My stomach twisted. Did she think there was something between us? My feelings about Ash and Richard had confused me, but I hadn’t reached a conclusion about why. “Not anyone.”
She nodded. “So you’re going to move out.”
“I’m going to stay with Haven.”
“Right,” she said, her throat tight. “I’ll speak to my dad about getting the money together to buy you out.”
“You know where I am. I’ll let you know if I find a place.”
She started to cry again. I just wanted to take her in my arms and make everything better. I moved toward her and she pulled farther away.
“I’m sorry,” I said, again. “Do you want me to stay tonight?” I asked.
She shook her head. “No, I’ll call Kelly. You should go now. I really loved you, Luke.”
I closed my eyes. “I know and I love you. I really want you to be happy.”
I stood, headed to the guest bedroom and collected my case.
Thank God the following day was Friday. My brain was close to a meltdown with all the adjustments and contemplations it had been doing recently. I didn’t often go drinking with colleagues, but tonight was an exception. I needed to block things out. Alcohol was the perfect treatment. I could dive into those relaxed soporific sensations and let myself drown for a bit. I could use it to block out the guilt and unease, the anxiety over what was next.

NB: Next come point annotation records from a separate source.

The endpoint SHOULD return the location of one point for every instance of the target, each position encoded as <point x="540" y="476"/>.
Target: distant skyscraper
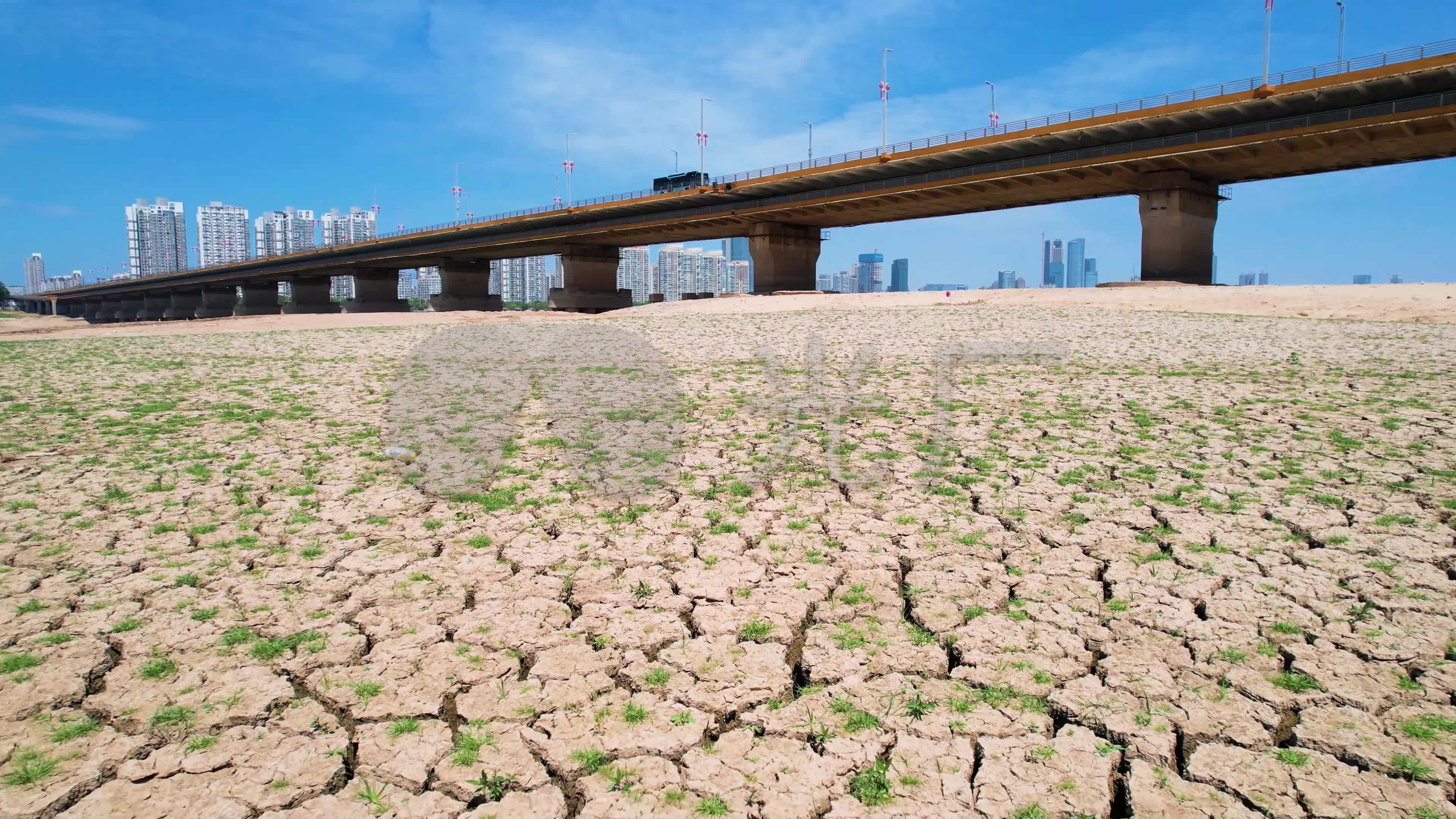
<point x="712" y="273"/>
<point x="670" y="273"/>
<point x="156" y="238"/>
<point x="347" y="228"/>
<point x="1057" y="266"/>
<point x="634" y="273"/>
<point x="739" y="275"/>
<point x="737" y="251"/>
<point x="870" y="273"/>
<point x="283" y="232"/>
<point x="222" y="234"/>
<point x="1076" y="257"/>
<point x="344" y="229"/>
<point x="901" y="276"/>
<point x="34" y="273"/>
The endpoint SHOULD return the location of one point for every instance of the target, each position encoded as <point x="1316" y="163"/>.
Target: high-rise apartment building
<point x="740" y="278"/>
<point x="1076" y="257"/>
<point x="156" y="238"/>
<point x="283" y="232"/>
<point x="344" y="229"/>
<point x="870" y="273"/>
<point x="712" y="273"/>
<point x="901" y="276"/>
<point x="635" y="273"/>
<point x="222" y="234"/>
<point x="347" y="228"/>
<point x="1056" y="266"/>
<point x="34" y="273"/>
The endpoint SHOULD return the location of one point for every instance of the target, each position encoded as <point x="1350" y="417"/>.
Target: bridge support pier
<point x="182" y="305"/>
<point x="589" y="276"/>
<point x="155" y="307"/>
<point x="311" y="297"/>
<point x="215" y="304"/>
<point x="376" y="290"/>
<point x="129" y="308"/>
<point x="465" y="286"/>
<point x="785" y="257"/>
<point x="260" y="299"/>
<point x="1178" y="213"/>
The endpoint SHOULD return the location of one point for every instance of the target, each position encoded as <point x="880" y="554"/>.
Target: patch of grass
<point x="11" y="664"/>
<point x="871" y="786"/>
<point x="468" y="747"/>
<point x="592" y="758"/>
<point x="755" y="630"/>
<point x="402" y="726"/>
<point x="1296" y="682"/>
<point x="28" y="769"/>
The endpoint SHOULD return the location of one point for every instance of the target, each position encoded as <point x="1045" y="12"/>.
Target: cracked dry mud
<point x="1196" y="566"/>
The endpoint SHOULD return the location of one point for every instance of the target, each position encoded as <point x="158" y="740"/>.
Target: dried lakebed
<point x="801" y="565"/>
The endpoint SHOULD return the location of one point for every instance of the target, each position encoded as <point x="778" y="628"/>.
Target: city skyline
<point x="66" y="138"/>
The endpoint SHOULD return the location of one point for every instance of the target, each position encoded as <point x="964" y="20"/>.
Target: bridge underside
<point x="1173" y="159"/>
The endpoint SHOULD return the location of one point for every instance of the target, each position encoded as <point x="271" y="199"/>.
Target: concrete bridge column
<point x="1178" y="213"/>
<point x="182" y="305"/>
<point x="785" y="257"/>
<point x="155" y="305"/>
<point x="465" y="286"/>
<point x="215" y="302"/>
<point x="260" y="299"/>
<point x="311" y="297"/>
<point x="129" y="308"/>
<point x="376" y="290"/>
<point x="589" y="282"/>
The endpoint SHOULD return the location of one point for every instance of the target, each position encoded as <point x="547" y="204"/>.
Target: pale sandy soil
<point x="1426" y="304"/>
<point x="736" y="559"/>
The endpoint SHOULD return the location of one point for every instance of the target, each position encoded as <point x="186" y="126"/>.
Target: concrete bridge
<point x="1174" y="152"/>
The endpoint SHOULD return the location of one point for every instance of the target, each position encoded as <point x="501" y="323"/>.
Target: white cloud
<point x="78" y="119"/>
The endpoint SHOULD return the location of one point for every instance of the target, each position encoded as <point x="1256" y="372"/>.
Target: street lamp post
<point x="455" y="191"/>
<point x="884" y="98"/>
<point x="568" y="167"/>
<point x="1269" y="25"/>
<point x="702" y="139"/>
<point x="1340" y="53"/>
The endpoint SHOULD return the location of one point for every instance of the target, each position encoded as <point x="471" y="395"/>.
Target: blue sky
<point x="315" y="104"/>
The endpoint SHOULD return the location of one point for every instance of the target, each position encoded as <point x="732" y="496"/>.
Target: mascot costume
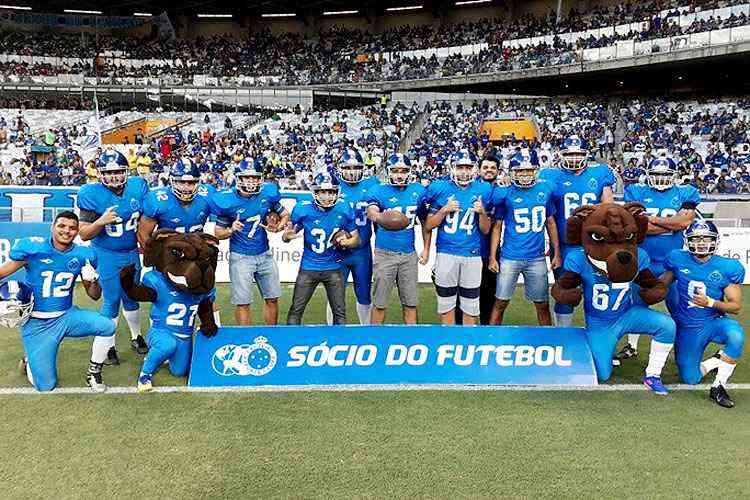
<point x="606" y="270"/>
<point x="180" y="286"/>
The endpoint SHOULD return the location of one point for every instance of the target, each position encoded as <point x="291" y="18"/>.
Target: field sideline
<point x="380" y="443"/>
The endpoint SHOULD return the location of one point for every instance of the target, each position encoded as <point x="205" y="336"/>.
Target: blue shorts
<point x="603" y="336"/>
<point x="535" y="281"/>
<point x="165" y="345"/>
<point x="41" y="339"/>
<point x="359" y="264"/>
<point x="692" y="342"/>
<point x="110" y="264"/>
<point x="246" y="269"/>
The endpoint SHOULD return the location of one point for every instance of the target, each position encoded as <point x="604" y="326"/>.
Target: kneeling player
<point x="708" y="287"/>
<point x="52" y="267"/>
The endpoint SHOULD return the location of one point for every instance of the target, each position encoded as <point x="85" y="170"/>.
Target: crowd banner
<point x="392" y="355"/>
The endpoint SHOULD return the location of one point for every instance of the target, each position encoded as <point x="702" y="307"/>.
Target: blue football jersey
<point x="51" y="273"/>
<point x="356" y="195"/>
<point x="410" y="201"/>
<point x="459" y="233"/>
<point x="602" y="299"/>
<point x="662" y="204"/>
<point x="319" y="226"/>
<point x="175" y="309"/>
<point x="709" y="278"/>
<point x="524" y="215"/>
<point x="229" y="206"/>
<point x="573" y="191"/>
<point x="119" y="236"/>
<point x="170" y="213"/>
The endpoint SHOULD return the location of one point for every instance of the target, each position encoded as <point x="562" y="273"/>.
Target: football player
<point x="241" y="215"/>
<point x="395" y="254"/>
<point x="52" y="267"/>
<point x="110" y="210"/>
<point x="709" y="287"/>
<point x="458" y="208"/>
<point x="525" y="210"/>
<point x="350" y="170"/>
<point x="671" y="209"/>
<point x="576" y="184"/>
<point x="324" y="223"/>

Emma’s reaction to our breakup had been heartbreaking. Somehow I felt guilty that she wasn’t angrier with me. She had every reason to be. Unwittingly, I’d led her to believe that we could be something more. I should have been more sensitive to her.
“Shots!” Mark, one of the other lawyers, shouted as he placed a tray of vodka in front of the group of us gathered in Chancery Bar. I couldn’t remember if this would be my fourth or fifth shot, but things were becoming pleasantly hazy.
“Oh, just to warn you, Wendy found out you’re single,” Mark whispered.
I shuddered. Wendy, our office manager, flirted with most of the lawyers who were single and a number of them had “experienced” her. I wasn’t about to be another one of those guys. She wasn’t my type.
“You not interested?” Mark asked. “She’s sexy.”
I shook my head. “Never a good idea to shit on your own doorstep.”
That seemed to make sense to Mark, and he didn’t push it. I scanned the faces in the bar. What was my type? Emma and I had been introduced to each other at a party. She was pretty and funny and smart. I wasn’t sure I had a physical type.